Un bon impôt est un impôt consenti, non parce qu’il y a suffisamment de niches pour accueillir tous les mécontents mais parce que le mécanisme même de l’impôt est perçu comme suffisamment juste, efficace, exhaustif et non confiscatoire pour asseoir à la fois un fort rendement et/ou une forte progressivité. Aujourd’hui, si l’objectif est de réduire les inégalités de patrimoine, ainsi que la transmission intergénérationnelle de celui-ci, il ne faut pas négliger… l’impôt sur le revenu dont les plus-values constituent une partie de l’assiette, et ce d’autant plus que l’imposition équitable de tous les revenus est un objectif en soi.  

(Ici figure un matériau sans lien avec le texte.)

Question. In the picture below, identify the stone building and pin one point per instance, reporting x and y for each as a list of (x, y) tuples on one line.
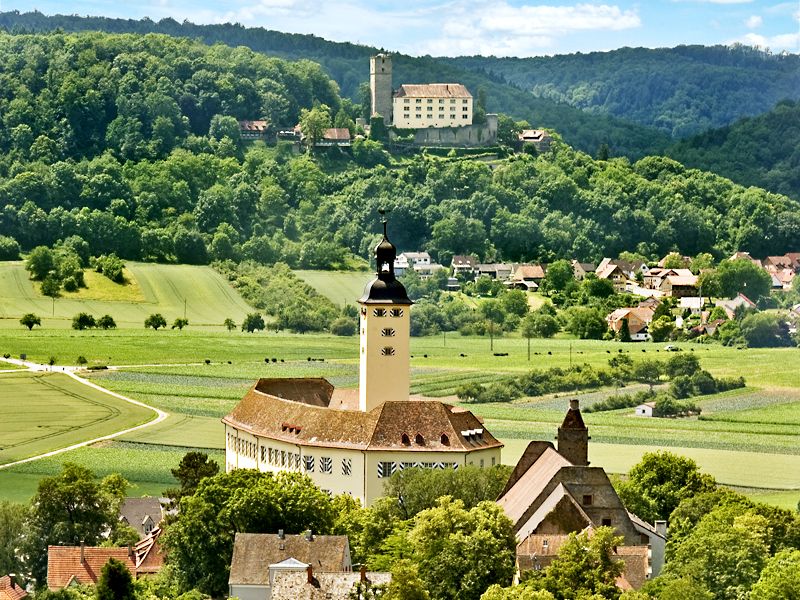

Cette proposition ne prétend pas être une politique clé en main, que le prochain président devrait mettre en place telle quelle. Les droits de succession étant un sujet intergénérationnel, leur équité et efficacité nécessitent une certaine stabilité des principes et des paramètres. Cette question devrait ainsi être débattue dans la société et, dans l’idéal, faire l’objet d’un large accord transpartisan. On ne peut que regretter le fossé entre ce principe standard dans les préconisations économiques concernant les enjeux intergénérationnels et ce que permettent les institutions politiques françaises. Une raison de modifier les institutions dans le sens d’une plus grande recherche de compromis (et entre temps de ne pas faire une confiance aveugle dans les économistes) ?


[1] De même, la proposition qui va suivre mériterait une évaluation pluridisciplinaire.

[2] Soulignons par exemple que si les plus-values réelles correspondent à 1/3 de la valeur des actifs transmis, et qui si celles-ci sont taxées à 30% (le taux d’imposition actuel sur les revenus du patrimoine), alors les recettes fiscales équivaudraient à 10% de la valeur des actifs transmis contre 5% dans le système actuel.

[3] Par soucis de consentement fiscal, la plus-value sur la résidence principale peut être exonérée sous un certain plafond, a fortiori élevé mais dont on peut débattre.

[4] Au Canada, l’ensemble des plus-values est imposé à 50% du taux normal d’imposition sur le revenu.

[5] Les plus-values seraient alors calculées selon la formule : prix du marché courant – prix d’acquisition revalorisé selon un indice d’inflation. L’inflateur pourrait être légèrement plus élevé pour les biens immobiliers pour tenir compte des coûts de maintien en état, si les propriétaires n’optent pas pour les frais réels.

[6] Autre avantage : la dette fiscale ne pourrait être supprimée par une loi rétroactive, ce qui rend plus crédible le fait que les plus-values resteront imposées dans le futur. Or cette croyance est importante à la fois d’un point de vue économique (le contraire engendre un biais de détention), et d’un point de vue politique, l’instabilité et l’incertitude fiscale ne pouvant que réduire le consentement.